Sonuç olarak 31.12.2021 tarihinden itibaren elektronik haberleşme sektörüne ilişkin abonelik sözleşmeleri, yazılı olarak veya elektronik ortamda elle veya güvenli elektronik imza ile akdedilebileceği gibi elektronik ortamda başvuru sahibinin kimlik doğrulaması yöntemine dayalı olarak da akdedilebilecektir.
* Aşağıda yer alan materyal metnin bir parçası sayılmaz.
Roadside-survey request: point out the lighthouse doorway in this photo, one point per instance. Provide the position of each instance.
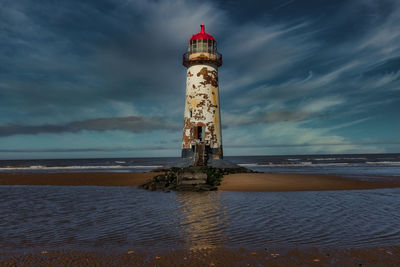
(200, 133)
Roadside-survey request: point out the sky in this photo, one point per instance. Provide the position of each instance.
(104, 78)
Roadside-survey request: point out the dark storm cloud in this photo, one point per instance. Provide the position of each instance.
(243, 119)
(132, 124)
(64, 63)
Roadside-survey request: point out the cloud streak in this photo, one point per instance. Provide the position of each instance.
(133, 124)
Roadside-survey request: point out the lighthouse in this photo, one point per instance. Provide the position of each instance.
(202, 138)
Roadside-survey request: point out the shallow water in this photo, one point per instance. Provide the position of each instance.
(118, 218)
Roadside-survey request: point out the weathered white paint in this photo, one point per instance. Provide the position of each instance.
(202, 98)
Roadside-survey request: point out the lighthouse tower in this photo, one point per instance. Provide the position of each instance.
(202, 124)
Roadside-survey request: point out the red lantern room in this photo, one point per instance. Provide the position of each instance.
(202, 49)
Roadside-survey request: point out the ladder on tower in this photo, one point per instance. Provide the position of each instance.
(200, 155)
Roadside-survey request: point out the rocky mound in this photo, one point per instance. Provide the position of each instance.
(191, 178)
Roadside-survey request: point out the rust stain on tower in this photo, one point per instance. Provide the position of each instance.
(202, 122)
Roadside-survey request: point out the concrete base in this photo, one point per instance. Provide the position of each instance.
(214, 153)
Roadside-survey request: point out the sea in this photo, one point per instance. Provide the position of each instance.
(34, 218)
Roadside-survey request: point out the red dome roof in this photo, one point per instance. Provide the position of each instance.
(202, 35)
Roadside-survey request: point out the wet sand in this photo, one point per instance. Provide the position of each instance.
(77, 178)
(232, 182)
(389, 256)
(299, 182)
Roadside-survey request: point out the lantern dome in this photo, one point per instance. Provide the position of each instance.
(202, 35)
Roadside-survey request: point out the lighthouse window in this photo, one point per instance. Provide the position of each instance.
(210, 46)
(194, 50)
(204, 48)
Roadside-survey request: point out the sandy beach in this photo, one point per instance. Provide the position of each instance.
(232, 182)
(388, 256)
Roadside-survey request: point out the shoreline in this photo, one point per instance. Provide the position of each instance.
(382, 256)
(232, 182)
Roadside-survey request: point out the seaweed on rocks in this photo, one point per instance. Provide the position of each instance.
(190, 178)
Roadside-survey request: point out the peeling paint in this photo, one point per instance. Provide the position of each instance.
(202, 107)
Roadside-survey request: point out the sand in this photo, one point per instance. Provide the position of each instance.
(77, 178)
(299, 182)
(232, 182)
(389, 256)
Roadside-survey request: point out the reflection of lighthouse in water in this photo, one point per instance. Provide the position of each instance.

Nitekim bu doğrultuda mevzuatlar arası uyum sağlanması amacı ile 06.07.2021 tarihli, 2021/İK-THD/188 karar numaralı, Bilgi Teknolojileri ve İletişim Kurulu Kararı uyarınca, Elektronik Haberleşme Sektörüne İlişkin Tüketici Hakları Yönetmeliğinde Değişiklik Yapılmasına Dair Yönetmelik Taslağı görüş alınması amacıyla Kurum’un internet sayfasında yayınlanmıştır. Söz konusu Taslağın 4. maddesine göre, Elektronik Haberleşme Sektörüne İlişkin Tüketici Hakları Yönetmeliği’nin 7. maddesinin birinci fıkrasının şu şekilde değiştirilmesi teklif edilmiştir: “İşletmecinin dönemsel ya da sürekli olarak bir hizmeti yerine getirmeyi veya mal teminini üstlendiği durumlarda tarafların birbirine uygun karşılıklı rızası ile abonelik sözleşmesi yapılır. Abonelik sözleşmeleri, yazılı olarak veya elektronik ortamda Kimlik Doğrulama Yönetmeliği hükümlerine göre kimlik doğrulaması yapılarak kurulur. Kurum abonelik sözleşmeleri ile ilgili işletmecilere ilave yükümlülükler getirebilir”. Görüldüğü üzere Yönetmeliğin Değişiklik Taslağında, elektronik haberleşme sektörüne ilişkin abonelik sözleşmelerinin yazılı olarak veya elektronik ortamda Kimlik Doğrulama Yönetmeliği hükümlerine göre kimlik doğrulaması yapılarak kurulabileceği düzenlenmiştir.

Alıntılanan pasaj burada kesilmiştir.